I've also been organizing the basement storage area, an ongoing project that is not yet finished but which has a profound impact on my sense of well-being. A part of that process has also been organizing the downstairs pantry:
Which includes some summer canning. It has not been. good year for tomatoes, and I frankly have not grown or found tomatoes that are worth the effort of preserving, so it will be a year of store-bought. I am fortunate to be able to do that, this is one of the luxuries of our modern life, that we can find almost anything we need easily, and do not have to put in the work of growing and saving our food. But I wonder sometimes what this has done to our souls.
I have put some things up this year: zucchini relish, pickled fairy-tale eggplant, various soups and other vegetables. There are many things in the freezer as well, pesto, sorrel puree, herb purées. I was thinking about this process just this weekend as I brought in armfuls of Thai basil to be washed, the leaves inspected and plucked from long stems, all to be processed with oil for use in soups and dishes throughout the coming year. It is a very meditative process, and for me a meaningful one. It strikes me sometimes that the modern way is to seek out entertainment to find ways to distract ourselves from monotony and to find meaning, when perhaps in our ease we have actually lost something far more profound. Perhaps part of the meaning in life comes from these activities of caring for ourselves and for others, perhaps even from discomfort, from the necessity of discomfort.
Perhaps I think too much. Well, I have long known this to be true.

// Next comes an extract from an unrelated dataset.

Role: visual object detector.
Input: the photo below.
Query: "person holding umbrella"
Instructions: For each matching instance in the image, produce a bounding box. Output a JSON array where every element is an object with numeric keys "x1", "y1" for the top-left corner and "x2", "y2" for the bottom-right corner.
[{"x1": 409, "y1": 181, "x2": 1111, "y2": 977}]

Aside from cooking and organizing the basement, I am still cataloging knitting patterns. I have a stash that is too large. I freely admit it. I forgive myself for accumulating it at a time when perhaps buying yarn and fabric and patterns was a way of holding onto dreams during a time of trial and stress. At the same time, perhaps my accumulation of yarn and my tendency to keep a pantry are related urges.
This particular blog post quite possibly makes no sense. There is no specific theme here. There is much to be done and nothing will ever be finished. There are more weeds than I can pick. But sometimes those weeds are beautiful as well and I am inclined to let them be, for a moment at least.
When it all gets to be too much, I will sit in a cozy corner of the deck and watch the birds frolic in my garden. I don't have bird feeders, but the cardinals and robins and doves, a family of quail even among the more anonymous birds, a tufted titmouse hopping on the rail near me as I type these words. We have gotten friendly the birds and I, I sit and weed, or let my mind wander, the birds chirp and hop around me. Sometimes I get too close. This experience, of being in the garden together is worth all the unruliness.
It is the quiet moments, the dove hiding behind the planter, a sudden weedy flower, the unexpected, that are worth more than any goal, any intentional destination.